Realization of quasicrystalline quadrupole topological insulators in electrical circuits

TL;DR

This paper reports the experimental realization of aperiodic-quasicrystalline quadrupole topological insulators in electrical circuits, demonstrating localized corner modes and their robustness, expanding the study of topological phases in non-periodic structures.

Contribution

The study introduces a novel implementation of quadrupole topological insulators in aperiodic quasicrystalline structures using electrical circuits, which was not previously demonstrated.

Findings

Observation of spectrally and spatially localized corner modes.

Corner modes appear as topological boundary resonances in impedance spectra.

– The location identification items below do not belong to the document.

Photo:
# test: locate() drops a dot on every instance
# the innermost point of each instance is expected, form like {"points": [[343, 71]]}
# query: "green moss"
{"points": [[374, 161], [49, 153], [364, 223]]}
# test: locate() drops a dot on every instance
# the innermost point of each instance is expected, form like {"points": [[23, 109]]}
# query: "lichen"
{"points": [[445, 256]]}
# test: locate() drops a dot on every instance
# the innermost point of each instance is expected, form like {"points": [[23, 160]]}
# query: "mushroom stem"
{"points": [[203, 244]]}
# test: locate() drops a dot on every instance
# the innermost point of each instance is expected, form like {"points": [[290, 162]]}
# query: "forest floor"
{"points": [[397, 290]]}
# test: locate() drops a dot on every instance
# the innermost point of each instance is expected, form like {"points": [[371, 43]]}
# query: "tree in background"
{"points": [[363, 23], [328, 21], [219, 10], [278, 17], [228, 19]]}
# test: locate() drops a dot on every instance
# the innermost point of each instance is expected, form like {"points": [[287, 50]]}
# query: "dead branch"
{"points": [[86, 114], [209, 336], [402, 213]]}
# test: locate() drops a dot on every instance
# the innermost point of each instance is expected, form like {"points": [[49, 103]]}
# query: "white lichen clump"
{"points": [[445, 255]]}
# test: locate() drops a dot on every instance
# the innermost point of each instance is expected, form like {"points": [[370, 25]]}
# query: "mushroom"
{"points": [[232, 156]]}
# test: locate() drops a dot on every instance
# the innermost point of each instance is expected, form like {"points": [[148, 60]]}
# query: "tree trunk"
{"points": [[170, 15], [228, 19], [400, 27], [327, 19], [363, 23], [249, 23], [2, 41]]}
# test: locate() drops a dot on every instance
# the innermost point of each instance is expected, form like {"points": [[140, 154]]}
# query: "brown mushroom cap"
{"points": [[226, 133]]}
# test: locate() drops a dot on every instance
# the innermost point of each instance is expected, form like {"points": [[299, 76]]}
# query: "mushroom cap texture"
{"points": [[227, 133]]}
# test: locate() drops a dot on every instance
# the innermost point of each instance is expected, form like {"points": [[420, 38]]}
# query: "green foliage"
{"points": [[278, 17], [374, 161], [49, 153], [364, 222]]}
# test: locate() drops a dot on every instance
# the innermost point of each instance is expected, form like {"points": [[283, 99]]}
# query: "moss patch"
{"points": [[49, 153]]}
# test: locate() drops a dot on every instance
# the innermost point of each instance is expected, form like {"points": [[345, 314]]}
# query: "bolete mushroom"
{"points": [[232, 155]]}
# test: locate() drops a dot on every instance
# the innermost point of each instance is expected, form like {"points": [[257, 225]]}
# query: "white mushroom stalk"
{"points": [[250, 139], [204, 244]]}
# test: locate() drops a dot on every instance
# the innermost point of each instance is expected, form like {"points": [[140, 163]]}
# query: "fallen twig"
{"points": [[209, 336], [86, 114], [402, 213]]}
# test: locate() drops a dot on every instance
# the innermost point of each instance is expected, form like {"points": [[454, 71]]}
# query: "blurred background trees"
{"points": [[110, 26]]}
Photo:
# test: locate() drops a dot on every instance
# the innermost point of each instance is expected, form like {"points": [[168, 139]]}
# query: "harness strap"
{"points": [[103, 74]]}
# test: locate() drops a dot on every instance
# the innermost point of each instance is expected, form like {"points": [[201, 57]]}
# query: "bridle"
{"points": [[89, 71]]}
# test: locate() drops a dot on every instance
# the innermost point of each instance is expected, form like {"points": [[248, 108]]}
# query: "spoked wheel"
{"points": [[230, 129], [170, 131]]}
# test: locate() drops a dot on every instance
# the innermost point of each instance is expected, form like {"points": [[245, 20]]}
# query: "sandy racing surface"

Robustness of corner modes confirmed in the circuit.

Abstract

Quadrupole topological insulators are a new class of topological insulators with quantized quadrupole moments, which support protected gapless corner states. The experimental demonstrations of quadrupole-topological insulators were reported in a series of artificial materials, such as photonic crystals, acoustic crystals, and electrical circuits. In all these cases, the underlying structures have discrete translational symmetry and thus are periodic. Here we experimentally realize two-dimensional aperiodic-quasicrystalline quadrupole-topological insulators by constructing them in electrical circuits, and observe the spectrally and spatially localized corner modes. In measurement, the modes appear as topological boundary resonances in the corner impedance spectra. Additionally, we demonstrate the robustness of corner modes on the circuit. Our circuit design may be extended to study topological phases in higher-dimensional aperiodic structures.